It is nearly one in the morning on a Tuesday. Most students are sleeping, quietly studying or winding down after a long day. However, in the Edward T. Lewis Quadrangle (LQ), students are busy slowly and routinely filing out of their suites as a fire alarm blares throughout the complex. This has become a consistent occurrence for residents of LQ. SGA senator Aaron Johnson estimates that this has taken place as many as 5 to 6 times in the Fall 2018 semester alone, with many incidents happening in the late evening.
It takes a toll on students too. SGA senator from LQ, Cory Shorter, says it has “certainly affected students’ sleep schedule.” Johnson adds that his roomate,a student-athlete, has to wake up as early as 5:00a.m. for practice, making these 1:00a.m. wake ups essentially the middle of the night for them. As the alarm becomes more frequent, danger to students in the event of an actual fire becomes more likely. In the event of an actual emergency, students are likely to react to an alarm slowly, if at all. LQ Resident Assistant Willow Limbach says the frequency of the alarm is a safety hazard, stating “Eventually, when the alarm goes off at 2:00a.m., students will go back to sleep.”

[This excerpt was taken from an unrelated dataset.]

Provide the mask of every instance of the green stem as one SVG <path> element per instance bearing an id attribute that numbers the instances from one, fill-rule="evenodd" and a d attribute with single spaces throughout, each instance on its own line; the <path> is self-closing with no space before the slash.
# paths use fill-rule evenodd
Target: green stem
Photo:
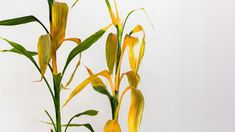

What causes these alarms in LQ? Certainly, some of these false alarms are caused by students smoking or burning candles indoors, however, Limbach confirms that this is not exclusively the cause. She specifically notes a mid-afternoon incident in her own suite in which the alarm, went off with no visible trigger. On this note, what characteristics of the residence make this problem so rampant exclusively here? Many theories have been suggested, from more sensitive and faulty detectors, to a specific propensity of LQ residents to smoke indoors. Although there may be some truth to these theories, the most logical explanation is much more simple. Unlike other residences on north campus, LQ residences are consolidated into one continuous building; an alarm in one suite means the entire complex must evacuate.
How should this issue be addressed to benefit students in the future? Although the most common answer is for students to cease smoking indoors, increased enforcement of this is seen by most as impractical and a waste of school resources. Additionally, with the majority of the current incidents not resulting in any disciplinary action against students, it is unclear whether this would even combat the issue.
Replacing alarms and detectors across the complex is another frequently mentioned remedy. However, there is no concrete proof of faulty equipment being a root cause of the frequent alarms, so the effectiveness of replacing the system is ambiguous.
Separating the quadrangle into individual alarm and evacuation zones is another proposed practical solution. Unfortunately, due to the consolidated nature of LQ, this does not comply to the fire code in the state and therefore impossible without structural modifications to the complex as a whole. Regardless of the possible flaws to each approach, the alarm, along with the nuisance and hazards accompanying it, continues to affect students’ daily lives.